When I realized that I wanted to throw together a personal blog site again I started looking at my hosting options. Dreamhost has been providing me with cheap hosting for a long time, but I’m a lot pickier than I used to be about what I want to do with my host. I’d been running my role-playing blog on their DreamCompute platform, but I realized that I really should be moving to AWS. Prices are comparable, and I’m getting a year free from Amazon .
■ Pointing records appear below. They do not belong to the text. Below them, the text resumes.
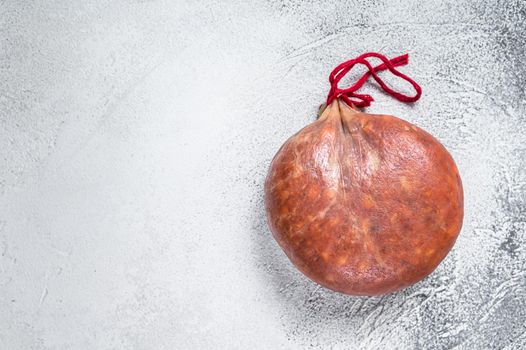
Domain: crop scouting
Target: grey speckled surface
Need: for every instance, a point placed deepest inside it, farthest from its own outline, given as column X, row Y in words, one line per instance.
column 135, row 137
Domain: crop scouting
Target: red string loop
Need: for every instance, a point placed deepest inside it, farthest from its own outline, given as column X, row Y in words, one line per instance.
column 349, row 94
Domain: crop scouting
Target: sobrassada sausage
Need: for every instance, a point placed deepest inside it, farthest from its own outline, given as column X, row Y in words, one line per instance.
column 364, row 204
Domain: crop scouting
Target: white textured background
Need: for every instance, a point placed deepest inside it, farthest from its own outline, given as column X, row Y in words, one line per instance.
column 135, row 137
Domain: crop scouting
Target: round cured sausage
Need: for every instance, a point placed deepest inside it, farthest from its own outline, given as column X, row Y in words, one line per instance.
column 364, row 204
Setting up wasn’t too much of a problem although AWS is such a professional tool that there is a lot that would be intimidating for an inexperienced user. If you’re not familiar with AWS there is lots of documentation out there .
The free tier gives you a VM with 1 cpu and 1GB of RAM, which is more than enough to run a couple of instances of Ghost blog and Nginx . I signed up and configured a EC2 instance to run Ubuntu 16.04. I configured the security group to allow SSH, MOSH, HTTP, and HTTPS connections, then made sure my SSH keys were configured to allow access.
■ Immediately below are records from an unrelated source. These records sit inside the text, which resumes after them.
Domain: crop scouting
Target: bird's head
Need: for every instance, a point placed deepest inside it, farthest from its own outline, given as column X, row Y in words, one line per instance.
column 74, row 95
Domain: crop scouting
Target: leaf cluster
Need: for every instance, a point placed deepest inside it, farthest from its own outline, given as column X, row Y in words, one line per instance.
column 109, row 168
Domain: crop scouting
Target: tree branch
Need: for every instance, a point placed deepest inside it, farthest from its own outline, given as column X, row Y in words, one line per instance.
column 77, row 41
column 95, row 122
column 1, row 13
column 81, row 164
After getting shell access I installed letsencrypt, nginx, mosh, nodejs, npm, and python3.
apt-get install letsencrypt mosh nginx nodejs python3 npm
ln -s /usr/bin/nodejs /usr/bin/node
I register my domains with Hover , so I logging into their control panel to update my DNS entries to my new IP. Once the DNS had been updated I could use the letsencrypt client to get ssl certificates for both of my domains
letsencrypt certonly -d codemichael.net -d rpgames.org
I started a new github repo
for the configs and such. I had to create a virtual host for both rpgames.org
and codemichael.net
, which I put into /etc/nginx/sites-available
. Notice a couple of items that I specified:
- port 80 redirects to 443 automatically - all SSL all the time.
- I set the GNU Terry Pratchett header . Keep his name alive.
- I set the http strict transport security (HSTS) header. Once SSL always SSL.
- Nginx I pretty much just passing the requests to the nodejs ghost instance.
# Default server configuration
#
server {
listen 80;
listen [::]:80;
server_name rpgames.org;
rewrite ^ https://$server_name$request_uri? permanent;
}
server {
listen 443;
listen [::]:443;
add_header Strict-Transport-Security "max-age=31536000; includeSubDomains";
add_header X-Clacks-Overhead "GNU Terry Pratchett";
ssl on;
ssl_certificate /etc/letsencrypt/live/codemichael.net/fullchain.pem;
ssl_certificate_key /etc/letsencrypt/live/codemichael.net/privkey.pem;
root /var/www/html;
# Add index.php to the list if you are using PHP
index index.html index.htm index.nginx-debian.html;
server_name rpgames.org;
location / {
proxy_set_header X-Forwarded-For $proxy_add_x_forwarded_for;
proxy_set_header Host $http_host;
proxy_set_header X-Forwarded-Proto $scheme;
proxy_pass http://127.0.0.1:2369;
}
}
After getting Nginx configured I had to get the 2 instances of ghost ready to go. I unpacked the ghost software into /var/www/codemichael
(new install) and /var/www/rpgames
(backup from other server). I had to run npm install --production
for both. I configured systemd service files for both.
[Unit]
Description=Run codemichael ghost blog nodejs software
After=network-online.target
[Service]
ExecStart=/usr/bin/node /var/www/codemichael/index.js
Restart=always
StandardOutput=syslog
StandardError=syslog
SyslogIdentifier=codemichael-ghost
User=ghost
Group=www-data
Environment=NODE_ENV=production
[Install]
WantedBy=multi-user.target
Simple an effective way to get things running. Then to make sure they start on system reboot
systemctl enable nginx.service
systemctl enable codemichael-ghost.service
systemctl enable rpgames-ghost.service
Now that things were working, it’s time for some maintenance work, we gotta make sure things are nice and automated. I wrote some python to manage config and install backups, then some systemd timers to run the backups and another timer to refresh my ssl certs. That takes care of most of of the necessary maintenance, I’ll still have to log in once in a while to update and reboot the OS, but that’s fine, I don’t actually want to automate OS patching.
I also have site monitoring via letsmonitor.org . Now I have a nice pair of markdown blogs.